Here’s where the story ramps up and drifts into what would be considered fiction, but it actually happened.

A group of investors were growing frustrated with the company and mounted a coup in a bid to take over the company.

So in February of 2018 at Sinovac’s annual meeting — those jaded investors nominated an alternative group of board members and convinced the majority of voting shareholders to eject Sinovac’s incumbent directors.

However, Sinovac declared that the election was illegitimate. And a month later — they announced that all of its current directors had been re-elected “by a majority of the votes validly cast.”

Minority shareholder Aihua Pan wasn’t going to sit idly by though and he escalated the situation.

A conspiracy

Pan’s raid backfired. It actually netted Sinovac with a treasure trove of information after Pan and his goons forgot two laptops. The company said the laptops contained meeting minutes and audio recordings of a conspiracy: Pan, the hedge fund 1Globe Capital, and other investors conspired to secretly amass a 45% stake in the company. This conspiracy is what led to the failed coup.

The U.S. Securities and Exchange Commission sided with Sinovac. On May 13 2020, the Boston-based firm, 1Globe Capital LLC, agreed to pay a combined $290,000 in civil penalties to settle the for secretly conspiring with other shareholders to take control of the company.

The poison pill

Corporations using the shareholder rights plan i.e. the poison pill is comparable to detonating a nuclear bomb.

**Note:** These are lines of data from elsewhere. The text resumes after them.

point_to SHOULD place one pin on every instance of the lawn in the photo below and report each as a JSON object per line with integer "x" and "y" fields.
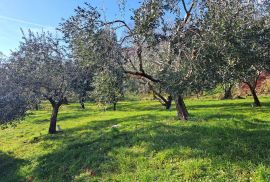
{"x": 223, "y": 141}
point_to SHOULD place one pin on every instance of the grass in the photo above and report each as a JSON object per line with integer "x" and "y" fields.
{"x": 224, "y": 141}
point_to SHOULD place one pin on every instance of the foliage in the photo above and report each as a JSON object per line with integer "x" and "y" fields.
{"x": 13, "y": 102}
{"x": 42, "y": 68}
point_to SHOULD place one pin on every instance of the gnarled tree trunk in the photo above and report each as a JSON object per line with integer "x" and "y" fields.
{"x": 114, "y": 106}
{"x": 228, "y": 92}
{"x": 181, "y": 109}
{"x": 82, "y": 103}
{"x": 257, "y": 102}
{"x": 168, "y": 103}
{"x": 55, "y": 110}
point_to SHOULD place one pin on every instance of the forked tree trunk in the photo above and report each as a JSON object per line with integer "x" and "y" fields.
{"x": 82, "y": 103}
{"x": 52, "y": 129}
{"x": 228, "y": 92}
{"x": 181, "y": 109}
{"x": 257, "y": 102}
{"x": 168, "y": 104}
{"x": 114, "y": 106}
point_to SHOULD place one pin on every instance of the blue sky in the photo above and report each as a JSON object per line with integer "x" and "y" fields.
{"x": 46, "y": 15}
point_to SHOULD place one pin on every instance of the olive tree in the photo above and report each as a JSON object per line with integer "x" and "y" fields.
{"x": 13, "y": 101}
{"x": 238, "y": 32}
{"x": 41, "y": 67}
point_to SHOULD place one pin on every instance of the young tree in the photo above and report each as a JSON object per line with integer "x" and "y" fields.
{"x": 41, "y": 67}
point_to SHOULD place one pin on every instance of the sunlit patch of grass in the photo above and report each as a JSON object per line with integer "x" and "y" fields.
{"x": 223, "y": 141}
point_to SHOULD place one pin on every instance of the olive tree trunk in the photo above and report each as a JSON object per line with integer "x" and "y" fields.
{"x": 257, "y": 102}
{"x": 168, "y": 103}
{"x": 228, "y": 92}
{"x": 181, "y": 109}
{"x": 114, "y": 106}
{"x": 55, "y": 110}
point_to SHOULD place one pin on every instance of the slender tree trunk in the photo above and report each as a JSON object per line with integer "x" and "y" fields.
{"x": 257, "y": 102}
{"x": 52, "y": 129}
{"x": 82, "y": 103}
{"x": 181, "y": 109}
{"x": 168, "y": 104}
{"x": 228, "y": 93}
{"x": 114, "y": 106}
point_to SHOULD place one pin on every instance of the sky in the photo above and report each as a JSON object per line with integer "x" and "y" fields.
{"x": 46, "y": 15}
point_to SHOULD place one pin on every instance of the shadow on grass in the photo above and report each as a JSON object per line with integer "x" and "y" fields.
{"x": 96, "y": 148}
{"x": 9, "y": 167}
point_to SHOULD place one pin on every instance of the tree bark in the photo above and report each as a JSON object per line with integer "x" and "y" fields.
{"x": 52, "y": 129}
{"x": 181, "y": 109}
{"x": 82, "y": 103}
{"x": 168, "y": 104}
{"x": 257, "y": 102}
{"x": 228, "y": 93}
{"x": 114, "y": 106}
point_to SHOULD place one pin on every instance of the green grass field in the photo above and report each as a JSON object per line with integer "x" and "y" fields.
{"x": 223, "y": 141}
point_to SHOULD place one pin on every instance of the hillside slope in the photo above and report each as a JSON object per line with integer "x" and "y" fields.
{"x": 224, "y": 141}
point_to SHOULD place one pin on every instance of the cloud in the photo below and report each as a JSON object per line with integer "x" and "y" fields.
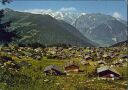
{"x": 38, "y": 11}
{"x": 117, "y": 15}
{"x": 68, "y": 9}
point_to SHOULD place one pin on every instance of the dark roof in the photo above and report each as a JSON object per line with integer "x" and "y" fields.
{"x": 50, "y": 67}
{"x": 104, "y": 68}
{"x": 71, "y": 63}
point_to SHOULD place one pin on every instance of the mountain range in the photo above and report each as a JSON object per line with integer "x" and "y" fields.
{"x": 53, "y": 27}
{"x": 103, "y": 29}
{"x": 44, "y": 29}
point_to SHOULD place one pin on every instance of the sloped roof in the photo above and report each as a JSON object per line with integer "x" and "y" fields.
{"x": 104, "y": 68}
{"x": 52, "y": 67}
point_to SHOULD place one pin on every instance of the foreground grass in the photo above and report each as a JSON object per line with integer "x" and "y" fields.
{"x": 33, "y": 77}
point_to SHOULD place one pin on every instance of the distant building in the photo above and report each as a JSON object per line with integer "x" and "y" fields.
{"x": 71, "y": 67}
{"x": 53, "y": 70}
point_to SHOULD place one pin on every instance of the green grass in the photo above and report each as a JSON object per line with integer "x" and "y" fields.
{"x": 36, "y": 79}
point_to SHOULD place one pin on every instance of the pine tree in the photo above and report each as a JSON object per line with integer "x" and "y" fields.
{"x": 6, "y": 35}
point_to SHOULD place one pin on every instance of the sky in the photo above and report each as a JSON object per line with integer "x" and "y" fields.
{"x": 116, "y": 8}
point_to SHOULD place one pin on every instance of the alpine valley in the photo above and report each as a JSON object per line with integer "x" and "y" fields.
{"x": 52, "y": 27}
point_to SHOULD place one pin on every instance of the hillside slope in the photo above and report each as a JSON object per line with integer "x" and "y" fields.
{"x": 45, "y": 30}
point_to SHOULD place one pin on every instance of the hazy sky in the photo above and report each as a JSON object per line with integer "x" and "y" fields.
{"x": 116, "y": 8}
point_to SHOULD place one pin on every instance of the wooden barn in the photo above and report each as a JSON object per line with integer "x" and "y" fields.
{"x": 71, "y": 67}
{"x": 53, "y": 70}
{"x": 107, "y": 72}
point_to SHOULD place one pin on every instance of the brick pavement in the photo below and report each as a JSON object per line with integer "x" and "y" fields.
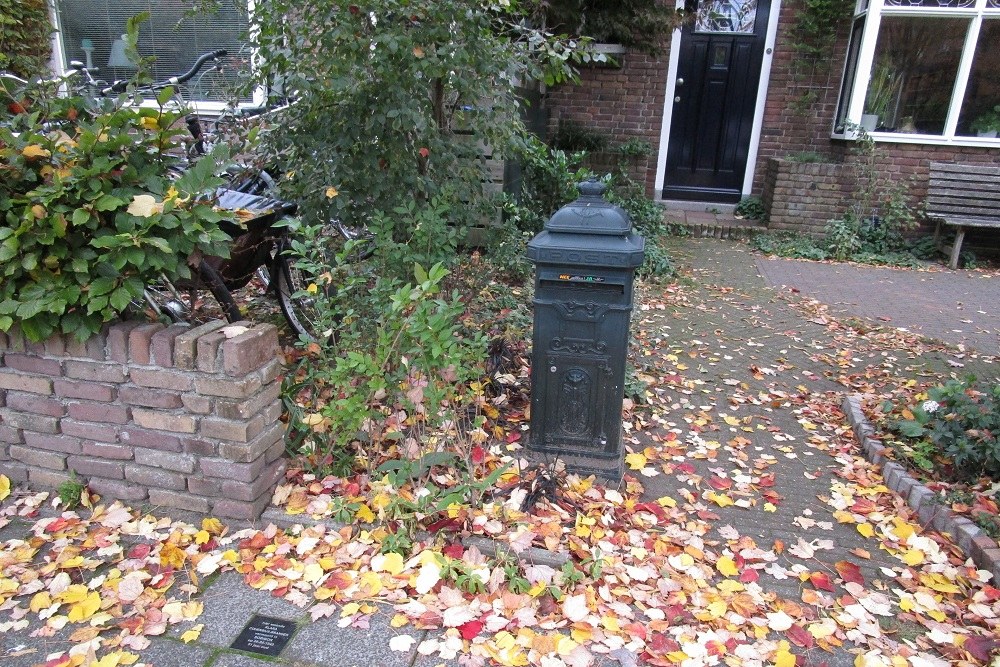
{"x": 957, "y": 307}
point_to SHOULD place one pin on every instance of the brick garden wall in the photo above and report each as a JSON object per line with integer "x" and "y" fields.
{"x": 802, "y": 197}
{"x": 175, "y": 416}
{"x": 622, "y": 103}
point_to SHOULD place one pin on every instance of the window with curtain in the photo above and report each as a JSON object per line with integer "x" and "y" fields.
{"x": 923, "y": 71}
{"x": 90, "y": 31}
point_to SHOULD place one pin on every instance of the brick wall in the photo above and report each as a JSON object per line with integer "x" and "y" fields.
{"x": 175, "y": 416}
{"x": 803, "y": 197}
{"x": 622, "y": 103}
{"x": 627, "y": 102}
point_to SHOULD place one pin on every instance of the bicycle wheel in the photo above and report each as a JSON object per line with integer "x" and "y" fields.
{"x": 186, "y": 302}
{"x": 300, "y": 307}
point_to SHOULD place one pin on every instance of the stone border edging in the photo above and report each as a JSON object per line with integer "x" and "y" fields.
{"x": 984, "y": 550}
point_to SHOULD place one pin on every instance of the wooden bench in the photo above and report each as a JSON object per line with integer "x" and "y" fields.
{"x": 963, "y": 196}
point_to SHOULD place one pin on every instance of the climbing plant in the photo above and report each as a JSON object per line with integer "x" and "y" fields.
{"x": 24, "y": 37}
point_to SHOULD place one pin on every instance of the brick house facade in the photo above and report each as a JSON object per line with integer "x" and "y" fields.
{"x": 628, "y": 101}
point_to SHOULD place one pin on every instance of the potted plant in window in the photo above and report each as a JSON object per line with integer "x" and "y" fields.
{"x": 987, "y": 124}
{"x": 883, "y": 89}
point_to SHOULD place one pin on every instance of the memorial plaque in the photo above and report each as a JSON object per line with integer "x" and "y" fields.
{"x": 264, "y": 635}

The initial blast is obviously the worst of it since there’s 0% chance of survival, but the nuclear fallout afterwards can be just as terrible if you’re caught within range. Any company activating the poison pill is almost certainly to be right outside that range though they may still experience the subsequent nuclear winter.

Though the threshold needed is only 15%, 1Globe Capital, Chiangjia Li, OrbiMed Advisors and other investors’ holdings had accounted for 40% of outstanding shares.

So Sinovac swallowed the poison pill — issuing 28 million new shares to dilute investor holdings so certain shareholders couldn’t take control. This resulted in trading being halted and legal proceedings all over the world.

Luckily, Sinovac managed to avoid the fallout. The company secured $500 million in December 2020 and their vaccine has found some minor success in Asia and Latin America as it boasts a 50.4% effectiveness.

The company has no plans on going public.